Professor Donna Pendergast, Dean of Education and Professional Studies has supervised 27 HDR students to completion, 20 since joining Griffith University in 2009. Every single one of them knows about “Golden Threads”.

“I like to use the term Golden Threads,’’ Professor Pendergast says. “Golden threads run through students’ research with the selvedge formed by the bookend chapters.  The golden threads should glisten at different points in the thesis and are what students hang their work on.

“Some of my students think I’m a bit nutty at first but they soon get the picture.”

This innovative approach has been acknowledged in the 2016 Vice Chancellor’s Research Excellence Awards with Professor Pendergast awarded the Research Supervision award.

“Being recognised through this award means a lot to me,’’ she says. “HDR supervision is probably the most exciting part of my work, with people who are highly motivated and contributing to new thinking in their field of research.”

“It’s a privilege. Candidates are developing new ways of working, and are right on the coalface of learning. For an educator, it’s exciting.” 

Many of Professor Pendergast’s graduates have gone on to rewarding careers in academia including two who are now professors in Sweden and Hong Kong. “Her professional collaboration and support has allowed me to become a successful early childhood education professor who has been able to make a significant contribution in both Australia, Sweden and internationally,’’ said Professor Susie Garvis from the University of Gothenburg.

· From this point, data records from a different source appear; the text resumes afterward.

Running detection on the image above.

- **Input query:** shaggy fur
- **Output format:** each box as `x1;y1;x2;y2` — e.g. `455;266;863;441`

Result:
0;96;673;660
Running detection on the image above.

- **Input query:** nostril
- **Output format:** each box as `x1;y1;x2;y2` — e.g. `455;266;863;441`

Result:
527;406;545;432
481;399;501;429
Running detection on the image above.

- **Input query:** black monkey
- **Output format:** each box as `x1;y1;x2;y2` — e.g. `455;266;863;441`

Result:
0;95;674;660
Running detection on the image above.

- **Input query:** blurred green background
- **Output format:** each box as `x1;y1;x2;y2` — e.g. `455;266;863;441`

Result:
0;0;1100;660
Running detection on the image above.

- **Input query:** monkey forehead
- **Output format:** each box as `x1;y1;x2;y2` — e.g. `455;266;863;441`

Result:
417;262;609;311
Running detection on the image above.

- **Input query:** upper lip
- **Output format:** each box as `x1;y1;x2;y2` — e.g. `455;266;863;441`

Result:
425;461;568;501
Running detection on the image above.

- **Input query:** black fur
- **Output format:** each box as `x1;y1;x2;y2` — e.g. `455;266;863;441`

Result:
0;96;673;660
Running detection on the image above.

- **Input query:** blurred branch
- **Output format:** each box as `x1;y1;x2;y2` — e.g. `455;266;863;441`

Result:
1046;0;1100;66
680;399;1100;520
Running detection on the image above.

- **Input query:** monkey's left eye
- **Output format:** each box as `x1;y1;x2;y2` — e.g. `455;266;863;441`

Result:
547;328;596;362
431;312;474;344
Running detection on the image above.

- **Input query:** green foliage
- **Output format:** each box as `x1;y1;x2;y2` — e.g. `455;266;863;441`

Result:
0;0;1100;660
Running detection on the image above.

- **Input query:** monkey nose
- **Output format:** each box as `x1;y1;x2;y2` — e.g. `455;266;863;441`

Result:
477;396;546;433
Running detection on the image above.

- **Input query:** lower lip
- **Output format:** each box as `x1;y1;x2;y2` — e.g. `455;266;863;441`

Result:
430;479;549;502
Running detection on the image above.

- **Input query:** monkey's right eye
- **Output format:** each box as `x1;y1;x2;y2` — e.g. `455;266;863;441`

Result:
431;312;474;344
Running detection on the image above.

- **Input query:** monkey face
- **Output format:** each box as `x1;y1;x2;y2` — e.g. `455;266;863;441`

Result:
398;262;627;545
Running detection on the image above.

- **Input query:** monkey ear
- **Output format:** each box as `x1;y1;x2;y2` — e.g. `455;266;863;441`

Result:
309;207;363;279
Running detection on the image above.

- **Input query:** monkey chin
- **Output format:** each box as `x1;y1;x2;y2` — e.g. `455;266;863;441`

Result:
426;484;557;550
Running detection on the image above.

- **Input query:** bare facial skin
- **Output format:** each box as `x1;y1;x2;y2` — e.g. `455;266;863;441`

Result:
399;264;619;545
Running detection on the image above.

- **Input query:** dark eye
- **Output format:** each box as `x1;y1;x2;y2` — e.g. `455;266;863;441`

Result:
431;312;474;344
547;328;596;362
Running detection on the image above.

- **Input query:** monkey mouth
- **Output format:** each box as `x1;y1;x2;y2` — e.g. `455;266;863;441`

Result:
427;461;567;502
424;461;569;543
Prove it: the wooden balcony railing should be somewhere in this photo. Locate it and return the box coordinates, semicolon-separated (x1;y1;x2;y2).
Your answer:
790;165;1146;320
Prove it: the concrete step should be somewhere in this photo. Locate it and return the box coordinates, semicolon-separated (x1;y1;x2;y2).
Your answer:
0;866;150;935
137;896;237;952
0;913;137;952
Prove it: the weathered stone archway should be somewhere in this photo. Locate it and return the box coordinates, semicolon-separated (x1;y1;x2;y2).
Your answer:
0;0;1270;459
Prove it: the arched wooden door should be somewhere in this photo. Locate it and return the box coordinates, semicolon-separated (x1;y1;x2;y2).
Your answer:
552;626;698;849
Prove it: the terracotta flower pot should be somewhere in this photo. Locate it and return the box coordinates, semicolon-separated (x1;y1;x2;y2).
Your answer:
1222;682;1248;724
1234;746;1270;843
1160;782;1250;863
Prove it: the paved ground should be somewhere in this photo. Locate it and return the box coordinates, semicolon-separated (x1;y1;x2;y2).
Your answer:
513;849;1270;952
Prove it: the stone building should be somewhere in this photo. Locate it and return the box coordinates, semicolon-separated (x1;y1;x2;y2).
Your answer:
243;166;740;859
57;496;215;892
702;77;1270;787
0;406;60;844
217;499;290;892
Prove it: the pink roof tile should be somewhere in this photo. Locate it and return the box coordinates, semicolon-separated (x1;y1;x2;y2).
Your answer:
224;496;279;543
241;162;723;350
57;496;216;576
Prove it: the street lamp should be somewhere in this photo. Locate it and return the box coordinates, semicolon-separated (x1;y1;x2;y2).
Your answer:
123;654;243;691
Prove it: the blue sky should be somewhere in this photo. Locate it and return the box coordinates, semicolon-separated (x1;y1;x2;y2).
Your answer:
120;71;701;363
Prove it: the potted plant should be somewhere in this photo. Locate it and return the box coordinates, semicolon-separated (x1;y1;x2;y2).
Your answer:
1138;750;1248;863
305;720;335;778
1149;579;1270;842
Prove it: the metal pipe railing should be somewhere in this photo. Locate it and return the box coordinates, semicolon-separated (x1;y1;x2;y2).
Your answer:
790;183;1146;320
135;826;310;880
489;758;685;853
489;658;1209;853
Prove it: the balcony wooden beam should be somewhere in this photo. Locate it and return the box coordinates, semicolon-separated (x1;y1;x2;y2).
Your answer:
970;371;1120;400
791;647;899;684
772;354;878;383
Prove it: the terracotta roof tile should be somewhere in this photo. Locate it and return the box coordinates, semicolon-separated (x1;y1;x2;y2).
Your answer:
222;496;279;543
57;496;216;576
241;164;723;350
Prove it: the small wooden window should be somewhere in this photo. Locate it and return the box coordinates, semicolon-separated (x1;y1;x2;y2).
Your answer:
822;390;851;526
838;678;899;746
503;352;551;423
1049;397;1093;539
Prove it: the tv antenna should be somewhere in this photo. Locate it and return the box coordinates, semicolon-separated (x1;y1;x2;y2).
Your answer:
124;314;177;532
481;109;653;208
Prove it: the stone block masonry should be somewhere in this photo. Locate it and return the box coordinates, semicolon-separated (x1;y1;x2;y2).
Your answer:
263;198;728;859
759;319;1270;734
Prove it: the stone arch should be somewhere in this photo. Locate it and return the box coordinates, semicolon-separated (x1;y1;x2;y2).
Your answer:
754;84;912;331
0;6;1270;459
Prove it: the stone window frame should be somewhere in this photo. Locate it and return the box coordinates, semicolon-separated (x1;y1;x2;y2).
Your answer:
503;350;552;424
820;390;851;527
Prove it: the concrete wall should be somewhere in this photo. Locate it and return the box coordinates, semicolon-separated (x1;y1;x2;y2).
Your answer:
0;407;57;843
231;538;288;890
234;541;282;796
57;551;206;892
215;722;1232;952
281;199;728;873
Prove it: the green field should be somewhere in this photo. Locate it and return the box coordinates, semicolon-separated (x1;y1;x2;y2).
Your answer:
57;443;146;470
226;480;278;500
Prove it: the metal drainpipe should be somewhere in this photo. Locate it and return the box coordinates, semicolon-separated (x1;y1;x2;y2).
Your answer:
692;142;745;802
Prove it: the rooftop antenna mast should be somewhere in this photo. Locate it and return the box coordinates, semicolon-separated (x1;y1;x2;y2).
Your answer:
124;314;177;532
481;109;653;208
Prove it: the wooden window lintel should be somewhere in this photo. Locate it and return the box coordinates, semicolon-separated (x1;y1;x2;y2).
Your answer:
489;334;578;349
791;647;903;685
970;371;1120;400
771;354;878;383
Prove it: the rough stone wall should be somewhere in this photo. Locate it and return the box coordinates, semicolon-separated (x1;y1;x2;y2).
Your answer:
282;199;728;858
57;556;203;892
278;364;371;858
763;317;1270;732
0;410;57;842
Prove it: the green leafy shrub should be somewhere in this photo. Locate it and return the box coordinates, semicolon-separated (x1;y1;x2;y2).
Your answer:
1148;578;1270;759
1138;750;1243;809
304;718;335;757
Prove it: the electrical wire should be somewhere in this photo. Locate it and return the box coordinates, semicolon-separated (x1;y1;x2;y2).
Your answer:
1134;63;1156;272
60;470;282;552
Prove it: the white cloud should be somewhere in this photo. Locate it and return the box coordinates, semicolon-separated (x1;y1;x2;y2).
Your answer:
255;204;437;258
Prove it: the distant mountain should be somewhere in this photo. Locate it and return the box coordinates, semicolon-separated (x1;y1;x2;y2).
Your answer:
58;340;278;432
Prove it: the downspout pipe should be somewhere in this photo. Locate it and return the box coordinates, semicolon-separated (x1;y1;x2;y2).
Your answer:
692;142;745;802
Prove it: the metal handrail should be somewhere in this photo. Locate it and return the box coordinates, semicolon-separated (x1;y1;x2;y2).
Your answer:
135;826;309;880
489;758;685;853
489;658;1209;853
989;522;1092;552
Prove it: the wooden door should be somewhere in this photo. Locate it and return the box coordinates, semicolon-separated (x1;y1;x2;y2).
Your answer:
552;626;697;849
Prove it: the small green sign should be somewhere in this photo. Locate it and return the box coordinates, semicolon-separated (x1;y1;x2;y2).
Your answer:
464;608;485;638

Over the years Professor Pendergast has seen a cultural shift in the way the supervisor/student relationship is negotiated. “HDR students need a sense of genuine partnership and trust between them and their supervisor otherwise it can be a very lonely journey. It’s a true professional partnership.”

She said the focus today includes formal outputs with students required to publish during their candidature. “It’s much more demanding in this regard, but we work together to set really clear expectations. We talk about how the work they are doing is really important to share with others and to build their profile.

“We typically look to publish along the lines of their Golden Threads.”